Aconteceu faz anos, num tempo em que até a criminalidade era mais ingênua. Conheci o personagem, mas nomes, lugares e datas não importam. No início o negócio parecia bom. Venda de comida congelada no varejo. Começou a ganhar dinheiro e o olho cresceu. Pegou empréstimo em banco, investiu pesado, ampliou o estoque. Mas logo passou a sofrer com a concorrência numerosa e hábil. Quebrou. Endividado, teve a idéia de aplicar sozinho um golpe que viria a ser conhecido como o seqüestro mais burro da crônica policial do estado.
A primeira etapa correu bem. Arrumou uma arma, rendeu um ricaço local e o levou para o cativeiro numa casa dos arredores. A partir daí as trapalhadas se sucederam. Ele escrevia bilhetes de próprio punho nas negociações. Ligava para a família do refém sempre do mesmo telefone público e ficava um tempão conversando - era um sujeito vaidoso e loquaz, não gostava que o interrompessem quando estava falando. Detalhe: o orelhão ficava pertinho do lugar do cativeiro. E mais: estacionou o carro do sequestrado no pátio da frente da casa, com a placa visível a quem passasse pela rua e desse uma olhada pelo portão gradeado.
Chegou o momento decisivo, o pagamento do resgate. Por comodidade, combinou um lugar prático para a entrega do dinheiro: um latão de lixo na calçada da casa da mãe dele. O resultado foi previsível. A polícia o pegou em flagrante. Preso, teve a sorte de não ir direto para a penitenciária, que estava lotada até a tampa. Ficou aguardando julgamento numa casa de detenção provisória, até que um dia conseguiu fugir pela porta da frente - possivelmente depois de generosa doação de sua família aos carcereiros, pois é improvável que um plano de fuga de sua lavra tivesse qualquer chance de êxito.

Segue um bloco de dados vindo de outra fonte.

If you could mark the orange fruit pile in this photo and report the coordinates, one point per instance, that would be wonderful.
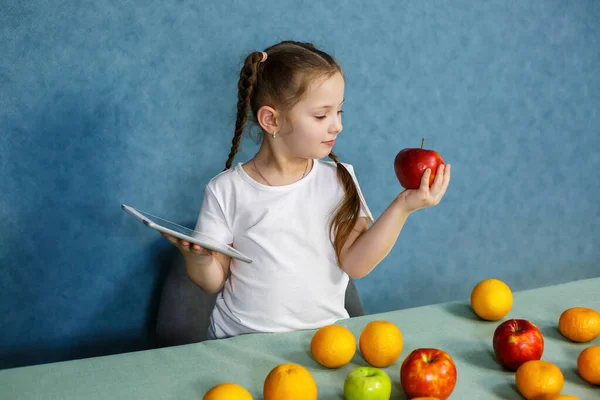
(333, 346)
(227, 391)
(580, 324)
(381, 343)
(588, 364)
(290, 382)
(539, 378)
(491, 299)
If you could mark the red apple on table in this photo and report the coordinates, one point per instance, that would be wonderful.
(428, 373)
(517, 341)
(411, 163)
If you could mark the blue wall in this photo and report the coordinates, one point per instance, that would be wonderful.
(134, 102)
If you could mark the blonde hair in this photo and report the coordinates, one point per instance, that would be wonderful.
(281, 81)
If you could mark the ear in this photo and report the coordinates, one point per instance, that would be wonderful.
(267, 119)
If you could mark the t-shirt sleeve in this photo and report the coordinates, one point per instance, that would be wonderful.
(364, 208)
(212, 220)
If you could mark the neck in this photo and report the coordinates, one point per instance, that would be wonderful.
(279, 163)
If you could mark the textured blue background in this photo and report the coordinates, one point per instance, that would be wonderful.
(111, 102)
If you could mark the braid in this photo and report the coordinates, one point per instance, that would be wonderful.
(246, 83)
(348, 211)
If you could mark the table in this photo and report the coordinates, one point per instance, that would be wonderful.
(187, 372)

Livre, num raro lampejo de inteligência, intuiu que sua carreira criminosa não teria futuro. Zarpou para o exterior, onde vive até hoje, casado e com filhos. Se colocar de novo os pés no Brasil, imagino que será condenado a ver filmes policiais e ler romances de Agatha Christie por dez anos até deixar de ser burro. Woody Allen adoraria filmar a vida desse cara.